Re: [PATCH] leaking_addresses: add support for 32-bit kernel addresses

From: Tobin C. Harding
Date: Wed Nov 29 2017 - 05:16:53 EST


On Wed, Nov 29, 2017 at 09:59:59AM +0200, Alexander Kapshuk wrote:
> On Tue, Nov 28, 2017 at 11:10 PM, Tobin C. Harding <me@xxxxxxxx> wrote:
> > On Tue, Nov 28, 2017 at 03:16:24PM +0200, Alexander Kapshuk wrote:
> >> On Tue, Nov 28, 2017 at 8:32 AM, Tobin C. Harding <me@xxxxxxxx> wrote:
> >> > Currently, leaking_addresses.pl only supports scanning 64 bit
> >> > architectures. This is due to how the regular expressions are formed. We
> >> > can do better than this. 32 architectures can be supported if we take
> >> > into consideration the kernel virtual address split.
> >> >
> >> > Add support for ix86 32 bit architectures.

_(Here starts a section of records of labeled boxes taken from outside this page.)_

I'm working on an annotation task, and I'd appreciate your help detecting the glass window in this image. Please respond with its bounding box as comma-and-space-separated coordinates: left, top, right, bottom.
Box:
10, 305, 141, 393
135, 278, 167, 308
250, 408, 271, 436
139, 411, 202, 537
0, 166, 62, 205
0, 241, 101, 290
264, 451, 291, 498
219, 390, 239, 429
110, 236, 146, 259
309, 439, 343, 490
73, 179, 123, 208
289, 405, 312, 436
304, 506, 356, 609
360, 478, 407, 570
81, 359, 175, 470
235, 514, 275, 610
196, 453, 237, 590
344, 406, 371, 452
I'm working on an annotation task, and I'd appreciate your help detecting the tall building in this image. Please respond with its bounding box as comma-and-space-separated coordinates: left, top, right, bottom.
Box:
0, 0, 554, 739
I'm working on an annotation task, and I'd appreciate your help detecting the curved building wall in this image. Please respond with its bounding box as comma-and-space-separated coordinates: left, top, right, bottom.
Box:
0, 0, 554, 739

> >> > - Add command line option for page offset.
> >> > - Add command line option for kernel configuration file.
> >> > - Parse kernel config file for page offset (CONFIG_PAGE_OFFSET).
> >> > - Use page offset when checking for kernel virtual addresses.
> >> >
> >> > Signed-off-by: Kaiwan N Billimoria <kaiwan.billimoria@xxxxxxxxx>
> >> > Signed-off-by: Tobin C. Harding <me@xxxxxxxx>
> >> > ---
> >> >
> >> > As discussed this is a patch based on Kaiwan's previous patch. This
> >> > patch represents co development by Kaiwan and Tobin.
> >> >
> >> > Applies on top of commit 4fbd8d194f06 (Linux 4.15-rc1)
> >> >
> >> > thanks,
> >> > Tobin.
> >> >
> >> > scripts/leaking_addresses.pl | 168 +++++++++++++++++++++++++++++++++++++------
> >> > 1 file changed, 148 insertions(+), 20 deletions(-)
> >> >
> >> > diff --git a/scripts/leaking_addresses.pl b/scripts/leaking_addresses.pl
> >> > index bc5788000018..f03f2f140e0a 100755
> >> > --- a/scripts/leaking_addresses.pl
> >> > +++ b/scripts/leaking_addresses.pl
> >> > @@ -1,9 +1,11 @@
> >> > #!/usr/bin/env perl
> >> > #
> >> > # (c) 2017 Tobin C. Harding <me@xxxxxxxx>
> >> > +# (c) 2017 Kaiwan N Billimoria <kaiwan.billimoria@xxxxxxxxx> (ix86 stuff)
> >> > +#
> >> > # Licensed under the terms of the GNU GPL License version 2
> >> > #
> >> > -# leaking_addresses.pl: Scan 64 bit kernel for potential leaking addresses.
> >> > +# leaking_addresses.pl: Scan the kernel for potential leaking addresses.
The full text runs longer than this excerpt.